DNAC assurance uses a specific architecture to combine differnet sources of information to provide the visibility. The diagram below provides an overview of that architecture.
Image courtesy of Cisco Systems.
In a future blog post I will write a bit more about the technical and configuration aspect of DNAC Assurance, but for now it is sufficient to know that DNAC Assurance uses SNMP, SNMP Trap, Syslog, Netflow (limited) and model driven telemetry to get information from the network devices. DNAC then integrates other information DNAC has (such as device configuration, AAA, etc) and then provides a single pane of view for DNAC assurance.
That single pane of view, visible from the DNAC Assurance tab, is then split into two types of assurance, client assurance and network assurance. It uses ± 100 advanced metrics (already 66 on wireless alone in categories like onboarding, wireless and infrastructure) to analyse the received data and provide the operator with quite some information to determine whether a problem is within the network, a client that misbehaves or just that the DHCP server is not responding. The configuration of areas can also help the operator to quickly see if a problem is a client, or a complete area.
As can be seen from the screen shot above, the locations in Netherlands have a severe problem in the Wireless network, where as only a few wireless clients face a problem in the USA.

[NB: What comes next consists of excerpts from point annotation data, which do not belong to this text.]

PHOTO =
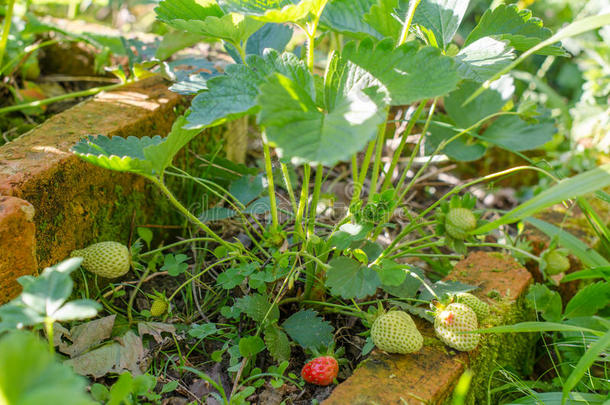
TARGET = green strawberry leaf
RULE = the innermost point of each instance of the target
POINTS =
(345, 17)
(507, 22)
(250, 346)
(491, 101)
(349, 279)
(233, 28)
(117, 153)
(545, 301)
(324, 137)
(386, 18)
(408, 287)
(416, 73)
(309, 330)
(391, 273)
(514, 134)
(463, 149)
(588, 301)
(171, 10)
(275, 36)
(258, 308)
(30, 375)
(277, 11)
(206, 19)
(233, 94)
(442, 17)
(202, 331)
(145, 156)
(277, 343)
(483, 58)
(175, 264)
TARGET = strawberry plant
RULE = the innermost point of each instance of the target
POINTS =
(329, 104)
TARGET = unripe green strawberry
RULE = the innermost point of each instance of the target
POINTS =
(106, 259)
(395, 332)
(480, 308)
(556, 263)
(159, 307)
(453, 319)
(459, 222)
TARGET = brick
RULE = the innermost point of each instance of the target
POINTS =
(429, 376)
(76, 202)
(17, 245)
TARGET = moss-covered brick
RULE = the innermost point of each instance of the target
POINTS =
(429, 376)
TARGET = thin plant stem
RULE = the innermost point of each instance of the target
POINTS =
(407, 24)
(289, 188)
(455, 190)
(363, 171)
(68, 96)
(172, 245)
(314, 198)
(6, 28)
(184, 211)
(270, 185)
(415, 150)
(132, 297)
(48, 326)
(196, 276)
(403, 141)
(378, 154)
(302, 201)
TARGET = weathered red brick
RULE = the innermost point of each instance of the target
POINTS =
(429, 376)
(17, 245)
(76, 202)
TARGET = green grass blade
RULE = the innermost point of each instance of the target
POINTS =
(573, 187)
(576, 28)
(588, 274)
(584, 363)
(578, 248)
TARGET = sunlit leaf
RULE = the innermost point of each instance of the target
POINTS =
(442, 17)
(573, 187)
(507, 22)
(309, 330)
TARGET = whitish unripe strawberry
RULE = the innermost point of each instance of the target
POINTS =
(106, 259)
(453, 319)
(395, 332)
(159, 307)
(480, 308)
(459, 222)
(556, 263)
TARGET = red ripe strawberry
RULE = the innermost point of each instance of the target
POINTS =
(321, 370)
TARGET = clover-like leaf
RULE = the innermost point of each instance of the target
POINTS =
(491, 101)
(345, 17)
(483, 58)
(233, 94)
(309, 330)
(258, 308)
(278, 11)
(117, 153)
(463, 148)
(507, 22)
(442, 17)
(514, 134)
(302, 133)
(384, 17)
(349, 279)
(408, 73)
(234, 28)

And within DNAC Assurance there are quite some handy features already that you really want to dig out a bit more. To name a few features
- Client 360
With Client 360 it is possible to look at the network from the client perspective. What did the client see, which AP was the client joined to and what other AP’s were visible. How was the IP address obtained, etc.
- Device 360
A similar tool to the client 360, but then from the device perspective. What clients are connected, what are the routing tables, who are my device neighbors.
- Path trace
With patch trace it is possible to check, based on configuration and running information, what path a specific packet from a client to a server (or vice versa) is taking. Path Trace also takes into account CAPWAP tunnels, the underlying infrastructure, etc. It provides a nice graphical overview of how a packet would flow across the network.
- Time machine
This is really a powerfull feature, as DNAC saves the raw telemetry for some time, it is possible for you to go back in time and check how the network was, around the time that the user was experiencing a problem. It can really give you insight in what happened.
- Apple fast-track
As Cisco and Apple work together, there is now also a feature called fasttrack in Wireless. With IOS 11 devices, specific wireless information (like why a client disconnected from the wireless network). These extra bits of context and info can give the operator more insights in potential network related problems.
In summary, DNAC Assurance provides the operator with more insights, context and proposed actions to determine faster whether it is really a network problem and if so, some suggetions are provided to solve the problem. That way, the operations team will get more time available which is needed for your journey to software defined networking.